Building a future-ready health system that accounts for the dramatic shifts in settings will require forethought and planning to ensure patient needs are met and systems can continue to provide best-in-class care. Health systems should consider employing protective strategies that future-proof their organization. Such strategies include:

  • Developing new care models: Health systems need to develop new care models designed to deliver high-quality care in outpatient settings. This may include developing new clinical pathways, using team-based care, or integrating care with social services.

  • Investing in outpatient infrastructure: Health systems need to invest in outpatient facilities and equipment to meet the growing demand for outpatient care.

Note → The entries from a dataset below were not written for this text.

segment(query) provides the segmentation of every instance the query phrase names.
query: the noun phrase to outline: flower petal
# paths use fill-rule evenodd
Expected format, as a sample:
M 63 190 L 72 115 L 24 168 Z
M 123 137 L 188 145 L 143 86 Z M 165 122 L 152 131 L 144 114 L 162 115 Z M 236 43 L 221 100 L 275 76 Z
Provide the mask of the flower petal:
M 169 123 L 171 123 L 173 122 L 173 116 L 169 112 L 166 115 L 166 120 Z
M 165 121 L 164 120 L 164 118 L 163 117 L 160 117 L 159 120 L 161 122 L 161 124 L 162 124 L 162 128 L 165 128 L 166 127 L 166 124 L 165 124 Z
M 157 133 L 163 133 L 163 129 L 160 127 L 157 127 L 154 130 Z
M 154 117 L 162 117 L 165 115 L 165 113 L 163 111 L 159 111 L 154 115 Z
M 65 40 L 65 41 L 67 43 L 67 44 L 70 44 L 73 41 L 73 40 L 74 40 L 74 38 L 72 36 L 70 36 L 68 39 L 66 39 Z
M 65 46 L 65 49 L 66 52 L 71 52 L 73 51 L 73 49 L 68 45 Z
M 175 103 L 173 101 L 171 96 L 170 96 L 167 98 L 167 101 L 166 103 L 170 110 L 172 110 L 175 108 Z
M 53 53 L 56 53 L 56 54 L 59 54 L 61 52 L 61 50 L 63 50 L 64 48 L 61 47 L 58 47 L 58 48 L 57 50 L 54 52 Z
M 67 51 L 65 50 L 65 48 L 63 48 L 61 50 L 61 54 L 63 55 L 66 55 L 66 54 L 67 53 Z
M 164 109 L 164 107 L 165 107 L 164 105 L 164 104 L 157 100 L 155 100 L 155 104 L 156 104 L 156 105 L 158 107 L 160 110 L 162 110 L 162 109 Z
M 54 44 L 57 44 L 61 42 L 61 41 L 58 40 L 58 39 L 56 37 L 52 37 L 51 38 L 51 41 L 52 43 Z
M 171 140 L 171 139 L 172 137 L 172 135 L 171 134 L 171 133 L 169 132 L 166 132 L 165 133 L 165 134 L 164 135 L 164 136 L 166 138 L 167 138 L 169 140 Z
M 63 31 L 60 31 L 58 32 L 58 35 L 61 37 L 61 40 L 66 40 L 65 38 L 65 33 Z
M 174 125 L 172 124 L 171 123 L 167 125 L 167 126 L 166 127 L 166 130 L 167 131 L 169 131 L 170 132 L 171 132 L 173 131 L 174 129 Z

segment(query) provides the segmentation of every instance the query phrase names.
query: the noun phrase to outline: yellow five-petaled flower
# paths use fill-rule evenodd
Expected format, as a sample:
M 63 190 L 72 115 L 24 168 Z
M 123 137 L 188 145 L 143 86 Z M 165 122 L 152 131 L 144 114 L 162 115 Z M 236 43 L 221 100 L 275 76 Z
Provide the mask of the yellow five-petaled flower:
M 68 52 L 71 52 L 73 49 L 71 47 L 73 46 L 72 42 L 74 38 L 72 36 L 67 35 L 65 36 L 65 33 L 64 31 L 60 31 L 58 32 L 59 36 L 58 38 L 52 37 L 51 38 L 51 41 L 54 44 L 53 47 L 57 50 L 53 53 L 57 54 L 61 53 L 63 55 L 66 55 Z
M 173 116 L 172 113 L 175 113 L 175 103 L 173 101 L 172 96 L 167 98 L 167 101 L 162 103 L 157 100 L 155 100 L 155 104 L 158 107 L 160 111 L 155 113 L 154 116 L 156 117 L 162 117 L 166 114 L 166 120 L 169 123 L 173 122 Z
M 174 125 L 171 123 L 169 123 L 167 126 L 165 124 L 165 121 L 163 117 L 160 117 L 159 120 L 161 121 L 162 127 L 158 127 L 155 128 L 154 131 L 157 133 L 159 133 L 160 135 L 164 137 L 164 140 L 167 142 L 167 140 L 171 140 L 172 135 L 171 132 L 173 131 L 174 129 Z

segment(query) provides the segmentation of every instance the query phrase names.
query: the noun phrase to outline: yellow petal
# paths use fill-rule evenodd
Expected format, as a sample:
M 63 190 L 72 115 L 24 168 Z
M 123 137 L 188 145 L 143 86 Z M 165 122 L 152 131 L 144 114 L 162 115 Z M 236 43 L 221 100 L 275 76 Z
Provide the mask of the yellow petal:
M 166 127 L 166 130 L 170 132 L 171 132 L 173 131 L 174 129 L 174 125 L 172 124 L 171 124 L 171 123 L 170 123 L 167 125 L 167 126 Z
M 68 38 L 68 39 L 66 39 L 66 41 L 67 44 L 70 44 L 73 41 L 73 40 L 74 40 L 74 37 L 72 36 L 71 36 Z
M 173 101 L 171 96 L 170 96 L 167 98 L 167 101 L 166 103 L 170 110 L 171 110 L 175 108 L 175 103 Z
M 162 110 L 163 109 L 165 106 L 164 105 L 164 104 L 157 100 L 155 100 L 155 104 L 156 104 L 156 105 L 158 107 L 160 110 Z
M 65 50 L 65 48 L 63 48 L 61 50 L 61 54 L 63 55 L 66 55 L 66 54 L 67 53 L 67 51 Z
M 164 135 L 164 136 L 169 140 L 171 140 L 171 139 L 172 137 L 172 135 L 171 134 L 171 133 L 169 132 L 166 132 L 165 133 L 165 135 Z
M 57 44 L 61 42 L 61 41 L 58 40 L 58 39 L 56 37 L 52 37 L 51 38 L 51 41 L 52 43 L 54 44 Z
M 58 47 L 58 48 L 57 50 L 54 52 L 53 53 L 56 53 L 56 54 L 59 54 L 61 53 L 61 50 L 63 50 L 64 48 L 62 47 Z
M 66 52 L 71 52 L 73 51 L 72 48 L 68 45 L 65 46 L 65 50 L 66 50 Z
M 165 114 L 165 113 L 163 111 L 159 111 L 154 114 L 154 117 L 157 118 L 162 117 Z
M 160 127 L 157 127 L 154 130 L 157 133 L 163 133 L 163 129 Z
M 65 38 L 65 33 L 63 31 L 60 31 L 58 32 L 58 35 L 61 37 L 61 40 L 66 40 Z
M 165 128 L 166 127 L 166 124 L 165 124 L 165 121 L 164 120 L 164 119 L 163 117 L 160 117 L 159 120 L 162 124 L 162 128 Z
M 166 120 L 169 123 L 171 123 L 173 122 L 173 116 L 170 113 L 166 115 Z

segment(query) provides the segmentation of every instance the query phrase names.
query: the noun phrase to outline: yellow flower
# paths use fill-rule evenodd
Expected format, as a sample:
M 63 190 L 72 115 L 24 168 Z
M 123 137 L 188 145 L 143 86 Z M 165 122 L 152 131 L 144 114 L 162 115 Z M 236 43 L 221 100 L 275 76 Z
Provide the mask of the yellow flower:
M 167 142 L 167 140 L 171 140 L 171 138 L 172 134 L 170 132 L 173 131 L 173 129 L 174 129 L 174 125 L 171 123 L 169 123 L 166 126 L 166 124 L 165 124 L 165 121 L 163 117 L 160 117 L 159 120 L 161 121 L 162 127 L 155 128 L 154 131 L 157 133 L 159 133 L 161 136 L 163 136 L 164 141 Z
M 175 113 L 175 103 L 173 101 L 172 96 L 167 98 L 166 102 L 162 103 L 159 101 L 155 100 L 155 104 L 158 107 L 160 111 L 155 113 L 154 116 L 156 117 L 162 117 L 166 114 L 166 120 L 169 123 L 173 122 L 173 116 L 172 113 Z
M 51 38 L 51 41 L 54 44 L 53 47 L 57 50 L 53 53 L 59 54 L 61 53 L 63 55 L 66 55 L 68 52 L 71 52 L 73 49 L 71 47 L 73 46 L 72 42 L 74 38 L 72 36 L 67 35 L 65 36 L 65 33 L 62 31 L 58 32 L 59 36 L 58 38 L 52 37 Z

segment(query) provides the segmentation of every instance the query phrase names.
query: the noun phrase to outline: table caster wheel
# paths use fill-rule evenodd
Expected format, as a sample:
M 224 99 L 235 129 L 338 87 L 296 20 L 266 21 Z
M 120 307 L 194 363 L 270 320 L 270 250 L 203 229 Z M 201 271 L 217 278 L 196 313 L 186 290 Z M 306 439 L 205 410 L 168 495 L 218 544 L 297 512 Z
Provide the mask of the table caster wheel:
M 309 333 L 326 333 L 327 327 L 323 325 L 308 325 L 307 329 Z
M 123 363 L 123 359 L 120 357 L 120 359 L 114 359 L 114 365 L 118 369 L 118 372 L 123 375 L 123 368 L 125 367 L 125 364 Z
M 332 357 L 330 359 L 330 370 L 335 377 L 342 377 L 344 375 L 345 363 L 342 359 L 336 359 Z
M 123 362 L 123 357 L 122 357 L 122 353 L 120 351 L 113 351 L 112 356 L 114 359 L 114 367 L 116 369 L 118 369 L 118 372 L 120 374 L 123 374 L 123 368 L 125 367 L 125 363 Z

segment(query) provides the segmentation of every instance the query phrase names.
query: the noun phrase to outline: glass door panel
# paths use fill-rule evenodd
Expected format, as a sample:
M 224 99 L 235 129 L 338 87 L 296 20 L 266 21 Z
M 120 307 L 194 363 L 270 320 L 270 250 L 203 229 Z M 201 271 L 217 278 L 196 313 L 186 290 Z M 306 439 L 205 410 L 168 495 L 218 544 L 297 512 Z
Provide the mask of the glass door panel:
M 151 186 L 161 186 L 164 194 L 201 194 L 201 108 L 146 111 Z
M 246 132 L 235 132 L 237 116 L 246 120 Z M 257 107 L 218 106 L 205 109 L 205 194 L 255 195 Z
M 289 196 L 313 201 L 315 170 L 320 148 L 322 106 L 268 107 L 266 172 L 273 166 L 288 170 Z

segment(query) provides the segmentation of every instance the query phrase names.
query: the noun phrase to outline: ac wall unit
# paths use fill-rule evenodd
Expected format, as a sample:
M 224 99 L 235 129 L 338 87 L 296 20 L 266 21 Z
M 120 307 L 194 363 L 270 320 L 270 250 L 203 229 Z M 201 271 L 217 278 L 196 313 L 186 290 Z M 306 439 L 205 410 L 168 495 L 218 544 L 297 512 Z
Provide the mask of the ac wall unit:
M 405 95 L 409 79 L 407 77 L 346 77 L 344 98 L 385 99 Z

This may include building new outpatient clinics, expanding existing clinics, or investing in new technologies such as telehealth.

  • Realigning their workforce: Health systems need to realign their workforce to meet the changing needs. This may involve training existing staff on new care models, hiring new staff with the skills needed to provide outpatient care, or reducing the number of inpatient staff.

  • Partnering with other healthcare providers: Health systems need to partner with other providers, such as physician practices, urgent care clinics, and home health agencies, to provide coordinated care across the continuum. This will help to ensure that patients receive the right care at the right time in the right setting.

  • Using technology to support outpatient care: Health systems can use technology to support outpatient care in several ways. Telemedicine can be used to provide remote care to patients, electronic health records can coordinate care across different settings, and data analytics can identify patients who are at risk of complications.

The healthcare industry is undergoing a major transformation, but it is also an opportunity to create a system that best manages the care of local communities. By becoming agile and focusing on strategies that address shifting consumer needs, health systems will be well-positioned to succeed in the coming decades.